I blame my father for this, as many men who reflect on the injustices they have suffered are wont to do, though I live with the full knowledge every injustice wrought upon my head was of my own doing. His, too, was the sin of pride, pride that made him believe, despite my education and all he taught me about the illicit nature of men, he could conceal from me his own inner demons. But, in time, I could read him as expertly as I could any man. And I saw in his actions and heard in his words his own sin.
To be sure, I never witnessed his adulterous acts. But it was easy to see the many women he’d had over the years. In my youngest days, I could not perceive the forces both tearing and coalescing the fabric of my family. My mother’s beauty was undeniable, but for Jean, she was merely another item in his collection of chattels acquired in his travels. Steadfast in his work, yet prone to distraction, and weak in the face of temptation, it would be from my father, and not all those books and tutors, that I would learn the caprices of man. By the time I had reached my eighteenth birthday, I had become only too aware of his deceit. As I have said, my father was a man of great intellect and cunning—an imposing figure whose personality dominated lesser men. And where they would shrink from his overpowering presence, women would inevitably surrender to it. But when his charisma was at its strongest, his willpower was at its weakest. I had learned to read men well, as he’d instructed. But perhaps he’d not intended me to open the pages of his own life?

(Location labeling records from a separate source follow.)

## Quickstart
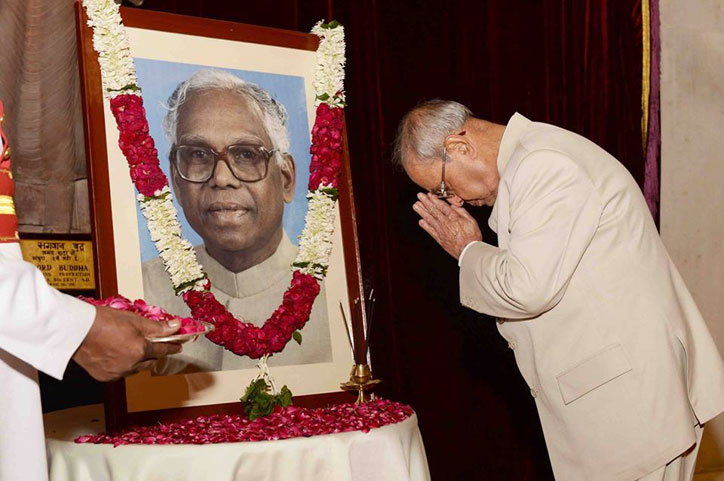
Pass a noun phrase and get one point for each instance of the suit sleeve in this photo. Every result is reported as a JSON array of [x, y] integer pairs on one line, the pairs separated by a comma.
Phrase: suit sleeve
[[38, 324], [554, 213]]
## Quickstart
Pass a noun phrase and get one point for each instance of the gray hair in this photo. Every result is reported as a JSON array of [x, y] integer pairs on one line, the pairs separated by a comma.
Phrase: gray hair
[[273, 113], [423, 129]]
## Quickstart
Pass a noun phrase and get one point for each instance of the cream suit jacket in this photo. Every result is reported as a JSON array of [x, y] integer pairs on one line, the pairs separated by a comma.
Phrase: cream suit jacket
[[605, 333]]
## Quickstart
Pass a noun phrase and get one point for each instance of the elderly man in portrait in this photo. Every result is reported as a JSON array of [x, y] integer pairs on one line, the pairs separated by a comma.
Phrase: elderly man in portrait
[[232, 174], [622, 367]]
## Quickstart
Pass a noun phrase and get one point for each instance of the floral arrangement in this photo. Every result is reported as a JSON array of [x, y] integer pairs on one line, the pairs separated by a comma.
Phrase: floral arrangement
[[283, 423], [154, 195], [154, 313]]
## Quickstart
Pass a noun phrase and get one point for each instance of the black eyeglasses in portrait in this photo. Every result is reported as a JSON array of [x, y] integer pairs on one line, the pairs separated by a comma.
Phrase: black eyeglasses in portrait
[[197, 163]]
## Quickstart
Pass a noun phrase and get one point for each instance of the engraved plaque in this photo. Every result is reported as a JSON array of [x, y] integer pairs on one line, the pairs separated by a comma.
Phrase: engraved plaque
[[66, 264]]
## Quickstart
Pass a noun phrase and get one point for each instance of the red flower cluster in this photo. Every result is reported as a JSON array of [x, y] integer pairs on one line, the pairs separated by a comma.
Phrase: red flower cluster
[[284, 423], [153, 313], [244, 338], [137, 145], [326, 149]]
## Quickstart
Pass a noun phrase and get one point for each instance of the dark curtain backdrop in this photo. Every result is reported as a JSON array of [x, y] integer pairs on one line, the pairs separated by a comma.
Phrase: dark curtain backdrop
[[572, 63]]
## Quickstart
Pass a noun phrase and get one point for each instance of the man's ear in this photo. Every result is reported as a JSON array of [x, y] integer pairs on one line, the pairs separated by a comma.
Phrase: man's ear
[[289, 177], [459, 145]]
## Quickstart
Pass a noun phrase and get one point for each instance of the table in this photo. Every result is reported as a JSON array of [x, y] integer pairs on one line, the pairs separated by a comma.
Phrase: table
[[390, 453]]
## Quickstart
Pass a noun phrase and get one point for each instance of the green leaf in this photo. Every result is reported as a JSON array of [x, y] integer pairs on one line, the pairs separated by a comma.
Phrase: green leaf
[[285, 397], [259, 402]]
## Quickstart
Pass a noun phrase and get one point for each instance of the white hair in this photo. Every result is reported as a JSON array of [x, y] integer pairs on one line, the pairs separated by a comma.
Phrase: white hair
[[273, 113], [423, 129]]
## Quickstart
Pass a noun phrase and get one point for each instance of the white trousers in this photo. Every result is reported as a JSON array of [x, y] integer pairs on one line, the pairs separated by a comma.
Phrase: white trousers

I cannot in good conscience continue my story without first admitting, though I could not understand his motives for dishonoring my mother, that I loved my father. And though I could neither understand why she tolerated his infidelities nor why she chose to stay with him despite them, I loved her just as much, but respected her little. In fact, you could say I indeed laid blame for his behavior as much upon her shoulders as his, lost as she was in her piety in the hunt for virtue in a man clearly lacking it. It could be equally said, quite convincingly, I might add, this view was sorely misplaced, and the fault was Jean’s and his alone. Today, with so many years passed, I cannot but agree. My father, for all the charms that allowed him to lord over his vast empire like a king and impose his will upon all who came within his orbit, was at his core a wretched, sinful man.
And like father, like son.
However, I feel I am getting ahead of myself, and so shall leave my childhood behind.
By my eighteenth year, having learned all I could from my tutors, and with Lipa in tears at my departure, I left Marseille to commence my studies within the venerable walls of the Sorbonne. It was the year of our Lord 1888.